Location
- Newport Road Rumney Cardiff, CF3 3XG Wales
- Coordinates: 51°30′55″N 3°7′9″W﻿ / ﻿51.51528°N 3.11917°W

Information
- Type: Community
- Closed: August 2014
- Gender: Co-educational (male and female)
- Age: 11 to 16
- Language: English

= Rumney High School =

Rumney High School was an English medium co-educational, community school in the Rumney area of Cardiff, Wales. The school served the communities of Rumney and Trowbridge on the eastern side of Cardiff and was opened in the 1950s alongside Llanrumney High School.

Rumney High School was opened in the 1950s as Cae'r Castell School. In 1958 the school was used as one of the venues for the Sixth Commonwealth Games, hosting all seven fencing competitions. The event saw Wales take two bronze medals, in the team sabre and foil events, and several of the competitions were attended by Prince Philip, Duke of Edinburgh and Charles the future Prince of Wales.

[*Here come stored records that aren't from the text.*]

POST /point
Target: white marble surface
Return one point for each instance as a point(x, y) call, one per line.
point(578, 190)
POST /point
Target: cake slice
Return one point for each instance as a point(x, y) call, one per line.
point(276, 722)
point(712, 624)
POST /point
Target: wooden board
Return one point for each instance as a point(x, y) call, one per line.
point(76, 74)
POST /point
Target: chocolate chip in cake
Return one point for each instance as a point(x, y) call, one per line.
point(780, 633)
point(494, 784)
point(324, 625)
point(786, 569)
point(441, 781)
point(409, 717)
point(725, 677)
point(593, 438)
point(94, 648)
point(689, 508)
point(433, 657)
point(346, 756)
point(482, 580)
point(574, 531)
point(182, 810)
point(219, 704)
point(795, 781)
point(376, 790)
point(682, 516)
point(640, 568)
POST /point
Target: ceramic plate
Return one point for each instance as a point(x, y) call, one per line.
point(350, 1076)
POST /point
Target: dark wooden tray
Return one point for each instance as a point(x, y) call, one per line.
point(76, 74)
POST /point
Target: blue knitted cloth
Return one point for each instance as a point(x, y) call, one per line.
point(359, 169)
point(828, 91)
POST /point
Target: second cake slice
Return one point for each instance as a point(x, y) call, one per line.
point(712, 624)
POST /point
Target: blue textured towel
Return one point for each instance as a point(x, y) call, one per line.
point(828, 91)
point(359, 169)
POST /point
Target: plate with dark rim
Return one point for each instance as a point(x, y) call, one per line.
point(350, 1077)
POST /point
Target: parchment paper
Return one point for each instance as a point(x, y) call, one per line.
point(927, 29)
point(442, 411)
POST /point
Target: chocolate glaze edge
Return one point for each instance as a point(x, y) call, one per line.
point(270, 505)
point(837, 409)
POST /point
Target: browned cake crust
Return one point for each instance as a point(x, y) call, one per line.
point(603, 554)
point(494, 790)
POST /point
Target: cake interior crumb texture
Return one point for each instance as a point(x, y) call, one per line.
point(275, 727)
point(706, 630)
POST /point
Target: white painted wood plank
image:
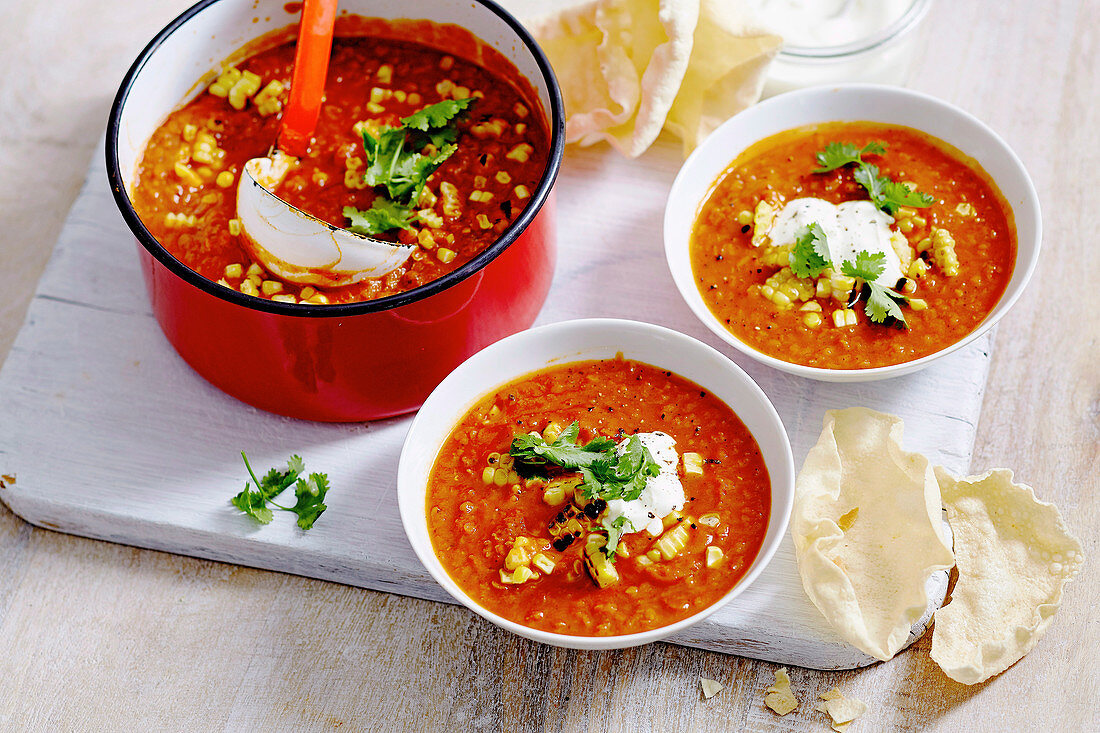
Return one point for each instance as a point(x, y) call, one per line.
point(112, 436)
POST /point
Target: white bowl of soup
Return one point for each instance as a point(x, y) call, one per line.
point(853, 232)
point(612, 557)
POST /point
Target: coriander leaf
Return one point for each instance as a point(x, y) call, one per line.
point(810, 255)
point(439, 115)
point(253, 504)
point(615, 531)
point(310, 493)
point(532, 453)
point(889, 195)
point(381, 217)
point(837, 155)
point(882, 303)
point(867, 266)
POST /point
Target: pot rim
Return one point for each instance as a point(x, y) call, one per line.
point(539, 197)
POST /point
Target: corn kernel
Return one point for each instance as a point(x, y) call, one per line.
point(187, 175)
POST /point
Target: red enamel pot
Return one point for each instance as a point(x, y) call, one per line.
point(347, 362)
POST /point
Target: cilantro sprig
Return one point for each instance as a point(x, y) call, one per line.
point(884, 193)
point(400, 160)
point(810, 256)
point(608, 472)
point(882, 302)
point(837, 155)
point(309, 492)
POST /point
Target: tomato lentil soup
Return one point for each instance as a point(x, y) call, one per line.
point(475, 520)
point(968, 214)
point(185, 190)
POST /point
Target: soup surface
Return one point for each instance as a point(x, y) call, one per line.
point(510, 543)
point(185, 189)
point(955, 250)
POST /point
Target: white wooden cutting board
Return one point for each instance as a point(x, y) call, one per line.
point(110, 435)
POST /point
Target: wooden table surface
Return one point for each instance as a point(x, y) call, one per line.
point(98, 636)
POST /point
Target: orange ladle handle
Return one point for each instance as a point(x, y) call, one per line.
point(310, 67)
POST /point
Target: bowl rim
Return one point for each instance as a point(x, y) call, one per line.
point(796, 98)
point(539, 196)
point(410, 490)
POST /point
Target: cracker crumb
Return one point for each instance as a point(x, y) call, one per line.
point(840, 709)
point(711, 687)
point(779, 697)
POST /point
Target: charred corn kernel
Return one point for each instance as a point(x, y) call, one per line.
point(224, 81)
point(178, 220)
point(672, 542)
point(542, 562)
point(600, 567)
point(520, 153)
point(428, 198)
point(671, 518)
point(943, 252)
point(551, 431)
point(452, 203)
point(239, 94)
point(429, 218)
point(267, 99)
point(844, 317)
point(762, 219)
point(187, 175)
point(560, 490)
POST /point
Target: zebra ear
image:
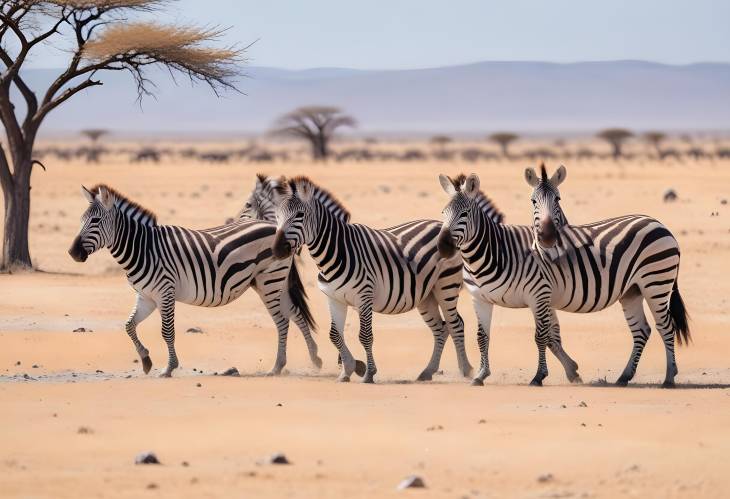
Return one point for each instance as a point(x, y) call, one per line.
point(471, 185)
point(87, 194)
point(447, 185)
point(531, 177)
point(105, 198)
point(559, 176)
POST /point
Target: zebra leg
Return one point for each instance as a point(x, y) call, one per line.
point(142, 310)
point(556, 346)
point(660, 310)
point(366, 339)
point(338, 311)
point(542, 339)
point(484, 315)
point(429, 310)
point(311, 344)
point(167, 313)
point(633, 306)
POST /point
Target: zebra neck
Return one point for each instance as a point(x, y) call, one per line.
point(133, 239)
point(329, 239)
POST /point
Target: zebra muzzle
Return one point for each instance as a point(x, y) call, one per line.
point(446, 245)
point(77, 251)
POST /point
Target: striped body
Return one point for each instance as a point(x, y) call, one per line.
point(167, 264)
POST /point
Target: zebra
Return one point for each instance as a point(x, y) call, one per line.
point(166, 264)
point(388, 271)
point(630, 259)
point(587, 268)
point(499, 269)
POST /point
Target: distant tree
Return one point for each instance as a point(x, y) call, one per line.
point(504, 139)
point(99, 36)
point(94, 134)
point(616, 137)
point(655, 140)
point(316, 125)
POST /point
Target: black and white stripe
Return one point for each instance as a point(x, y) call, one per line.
point(167, 264)
point(389, 271)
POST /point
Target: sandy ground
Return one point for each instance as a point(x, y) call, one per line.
point(352, 440)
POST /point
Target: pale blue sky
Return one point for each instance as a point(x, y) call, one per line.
point(395, 34)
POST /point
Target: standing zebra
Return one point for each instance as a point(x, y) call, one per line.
point(499, 269)
point(630, 259)
point(209, 268)
point(388, 271)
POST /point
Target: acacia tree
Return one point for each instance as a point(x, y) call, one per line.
point(616, 137)
point(504, 139)
point(655, 139)
point(102, 38)
point(316, 125)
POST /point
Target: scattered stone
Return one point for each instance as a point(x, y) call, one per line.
point(146, 458)
point(231, 372)
point(670, 195)
point(412, 482)
point(278, 458)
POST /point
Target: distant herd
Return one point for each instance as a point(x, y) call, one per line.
point(547, 266)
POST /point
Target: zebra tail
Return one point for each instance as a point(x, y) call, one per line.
point(680, 319)
point(298, 295)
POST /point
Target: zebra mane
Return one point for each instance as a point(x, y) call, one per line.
point(482, 200)
point(127, 205)
point(303, 188)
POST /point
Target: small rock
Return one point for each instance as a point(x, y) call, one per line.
point(278, 458)
point(412, 482)
point(146, 458)
point(547, 477)
point(670, 195)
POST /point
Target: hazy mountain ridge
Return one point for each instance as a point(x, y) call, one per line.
point(521, 96)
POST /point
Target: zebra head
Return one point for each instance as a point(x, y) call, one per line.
point(260, 204)
point(293, 208)
point(547, 216)
point(97, 224)
point(458, 223)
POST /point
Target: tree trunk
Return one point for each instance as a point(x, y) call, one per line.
point(16, 254)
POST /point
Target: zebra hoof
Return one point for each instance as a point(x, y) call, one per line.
point(576, 379)
point(146, 364)
point(622, 381)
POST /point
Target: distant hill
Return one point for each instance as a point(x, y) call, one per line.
point(482, 97)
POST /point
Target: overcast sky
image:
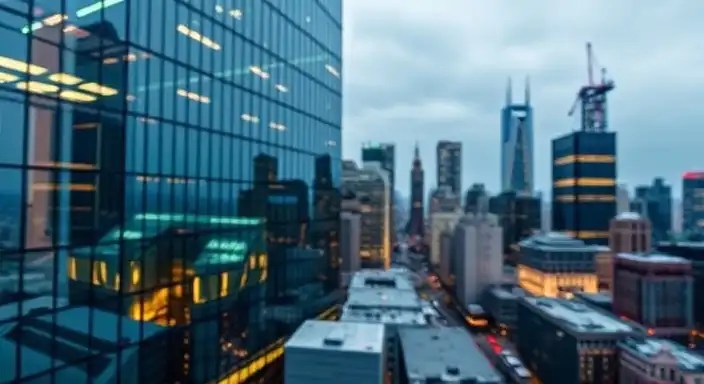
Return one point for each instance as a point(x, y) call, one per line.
point(420, 70)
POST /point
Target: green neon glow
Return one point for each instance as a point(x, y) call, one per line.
point(130, 235)
point(223, 252)
point(96, 7)
point(31, 28)
point(227, 245)
point(198, 219)
point(220, 258)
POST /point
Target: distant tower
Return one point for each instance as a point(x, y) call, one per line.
point(417, 225)
point(517, 143)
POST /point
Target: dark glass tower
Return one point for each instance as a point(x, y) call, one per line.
point(655, 202)
point(517, 143)
point(584, 184)
point(416, 223)
point(384, 154)
point(169, 186)
point(449, 162)
point(520, 217)
point(693, 203)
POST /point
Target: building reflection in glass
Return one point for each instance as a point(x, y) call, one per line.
point(169, 179)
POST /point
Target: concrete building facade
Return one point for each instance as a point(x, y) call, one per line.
point(477, 255)
point(350, 238)
point(440, 223)
point(553, 264)
point(370, 184)
point(655, 291)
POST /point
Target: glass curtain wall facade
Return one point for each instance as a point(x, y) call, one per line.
point(169, 177)
point(584, 185)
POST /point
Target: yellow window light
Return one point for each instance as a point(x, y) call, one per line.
point(77, 96)
point(236, 13)
point(65, 78)
point(37, 87)
point(198, 37)
point(55, 19)
point(98, 89)
point(21, 66)
point(6, 77)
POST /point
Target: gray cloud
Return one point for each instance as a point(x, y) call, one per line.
point(423, 71)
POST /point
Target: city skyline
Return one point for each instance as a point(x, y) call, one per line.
point(394, 82)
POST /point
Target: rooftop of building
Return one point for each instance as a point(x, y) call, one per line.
point(577, 317)
point(685, 244)
point(386, 306)
point(628, 216)
point(656, 258)
point(601, 298)
point(215, 250)
point(48, 338)
point(444, 353)
point(395, 279)
point(339, 336)
point(558, 242)
point(383, 298)
point(505, 293)
point(649, 348)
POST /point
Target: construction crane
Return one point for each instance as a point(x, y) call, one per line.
point(592, 98)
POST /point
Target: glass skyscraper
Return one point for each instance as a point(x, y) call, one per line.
point(584, 185)
point(169, 174)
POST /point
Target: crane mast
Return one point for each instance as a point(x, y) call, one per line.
point(592, 98)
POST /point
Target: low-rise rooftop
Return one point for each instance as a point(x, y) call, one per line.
point(47, 337)
point(557, 241)
point(383, 306)
point(648, 348)
point(380, 279)
point(628, 216)
point(652, 258)
point(601, 298)
point(339, 336)
point(445, 353)
point(507, 294)
point(383, 298)
point(577, 317)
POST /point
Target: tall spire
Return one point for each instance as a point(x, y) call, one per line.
point(527, 96)
point(508, 92)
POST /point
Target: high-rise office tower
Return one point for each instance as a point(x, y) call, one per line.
point(623, 199)
point(449, 162)
point(477, 260)
point(442, 199)
point(385, 155)
point(519, 216)
point(584, 184)
point(693, 203)
point(476, 199)
point(655, 202)
point(370, 184)
point(416, 222)
point(350, 237)
point(629, 233)
point(517, 143)
point(157, 171)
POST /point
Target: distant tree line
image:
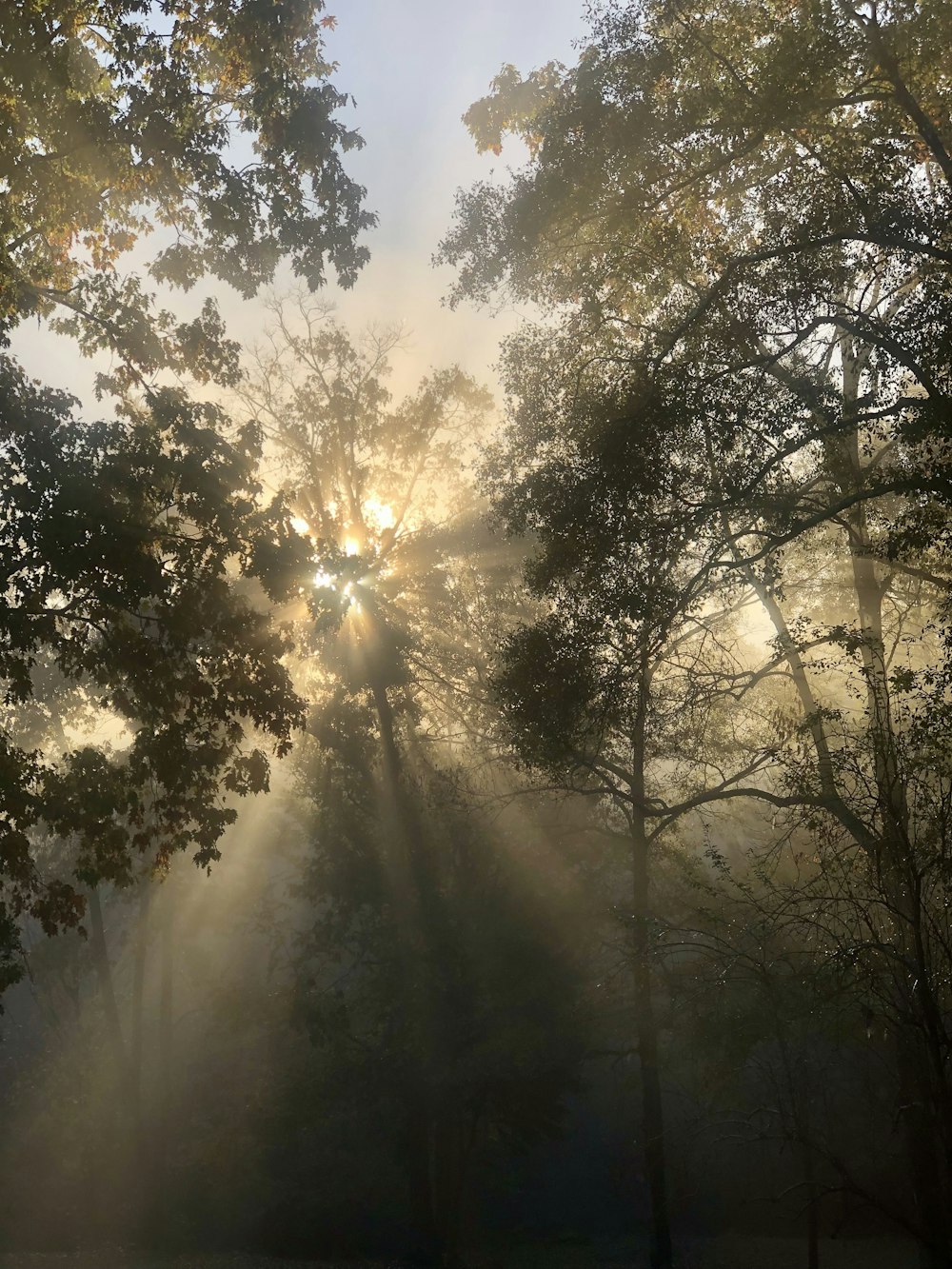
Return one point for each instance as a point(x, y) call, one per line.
point(613, 835)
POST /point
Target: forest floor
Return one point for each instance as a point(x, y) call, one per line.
point(727, 1253)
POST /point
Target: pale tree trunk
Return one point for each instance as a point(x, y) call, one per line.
point(921, 1067)
point(646, 1024)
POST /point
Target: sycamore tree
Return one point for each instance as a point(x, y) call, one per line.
point(129, 544)
point(750, 206)
point(429, 970)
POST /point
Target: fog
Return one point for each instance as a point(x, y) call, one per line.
point(475, 780)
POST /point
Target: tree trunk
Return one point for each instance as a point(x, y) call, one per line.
point(646, 1025)
point(167, 970)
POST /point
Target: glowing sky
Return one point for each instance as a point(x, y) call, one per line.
point(414, 68)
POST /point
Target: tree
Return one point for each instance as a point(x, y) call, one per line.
point(748, 208)
point(434, 976)
point(129, 545)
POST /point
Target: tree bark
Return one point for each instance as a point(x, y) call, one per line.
point(646, 1024)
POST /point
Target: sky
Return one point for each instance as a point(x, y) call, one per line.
point(414, 68)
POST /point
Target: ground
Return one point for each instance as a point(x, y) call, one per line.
point(750, 1253)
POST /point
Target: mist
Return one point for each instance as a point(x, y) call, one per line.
point(475, 781)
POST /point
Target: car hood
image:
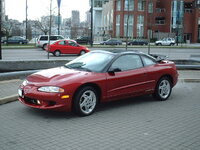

A proposal to close Rumney High School and Llanrumney High School was published by the Cardiff Council on 20 March 2009. A total of 1257 objections were registered during the objection period to 20 May 2009. The proposal was due to be implemented in 2012 but was overturned in mid-2011. Reasons cited include the fact that both of the schools were old and falling into a state of disrepair; the intention was to rebuild one new state of the art high school building on the existing Llanrumney site, with Rumney High School grounds being sold to fund the project. The proposed new school would form a partnership with Cardiff High School and Willows High School, with pupils entering further education at Coleg Glan Hafren, or elsewhere in the city where appropriate.

However, these plans were abandoned. Instead Llanrumney High School closed in August 2013, with all students being transferred to Rumney High School. Rumney High School itself was closed in August 2014. The new Eastern High School opened on the site in September 2014, before moving to its new home at the Eastern Community Campus on Trowbridge Road in January 2018.